The number of jobs in the UK rose to a record 35.8 million in June 2022, according to figures from the Office for National Statistics (ONS), yet job vacancies have dropped.

The figure is up 290,000 from March 2022 and exceeds pre-Covid levels recorded in December 2019.

The number of job vacancies in the UK also fell to 1,266,000 between June and August 2022. This represents a decrease in vacancies of 34,000 from March to May 2022, which is the largest quarterly fall since 2020.

Job vacancies in the UK:

Hiring demand increases as unemployment rates fall

Employers facing up to nine months of unfilled vacancies

HR in demand in scramble for talent

Lauren Thomas, UK economist at job site Glassdoor, said any companies struggling to hire should target students and the over-65s.

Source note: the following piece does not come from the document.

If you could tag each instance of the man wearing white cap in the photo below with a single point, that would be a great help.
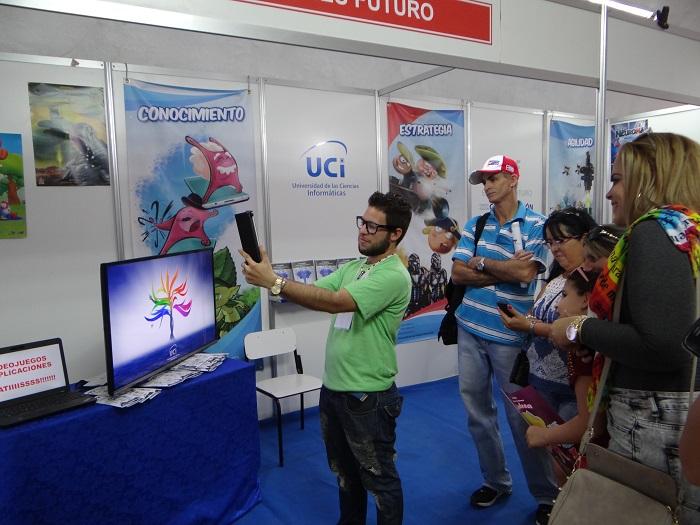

She said: "The ONS’s latest labour market report tells us that summer’s red-hot labour market is starting to feel an autumn chill, with vacancies down for the second month in a row after nearly two years of nonstop growth.

"Employers struggling to hire should focus on the over-65s, whose employment rates are tied for the second-highest on record. Students are another possibility to focus on; they’ve driven a large share of the rise in economic inactivity during the pandemic, but many will be returning to the labour market after their programmes end."

There was growth in average pay for workers of 5.5% – including bonuses – between May and July 2022. However the data also showed a drop in real pay for workers during the time period, owed to the high levels of inflation currently experienced in the UK.

Real pay dropped 2.6% between May and July, just shy of a record 3% experienced earlier this year.

The disparity between the public and private sector was also shown; average regular pay growth for the private sector was 6% from May to July, and 2% for the public sector, the largest gap between the two outside of the pandemic. 

Martin Beck, chief economic advisor to economic forecasting group EY Item Club, said the pay figures will influence the Bank of England's Monetary Policy Committee to continue to raise interest rates.

He said: "We expect that the significantly faster growth in pay than the pre-Covid norm will probably carry more weight in the Monetary Policy Committee's thinking in advance of next week's monetary policy decision than the weakness of employment growth or the fall in vacancies.

"The forthcoming energy price cap for businesses should cut the risk of a substantial rise in redundancies, which also points in a hawkish direction for interest rates. The EY Item Club expects unemployment to rise, but anticipates a softer landing compared to past economic downturns. So, on balance, the MPC is likely to take the latest developments in the jobs market as a reason to continue raising interest rates.”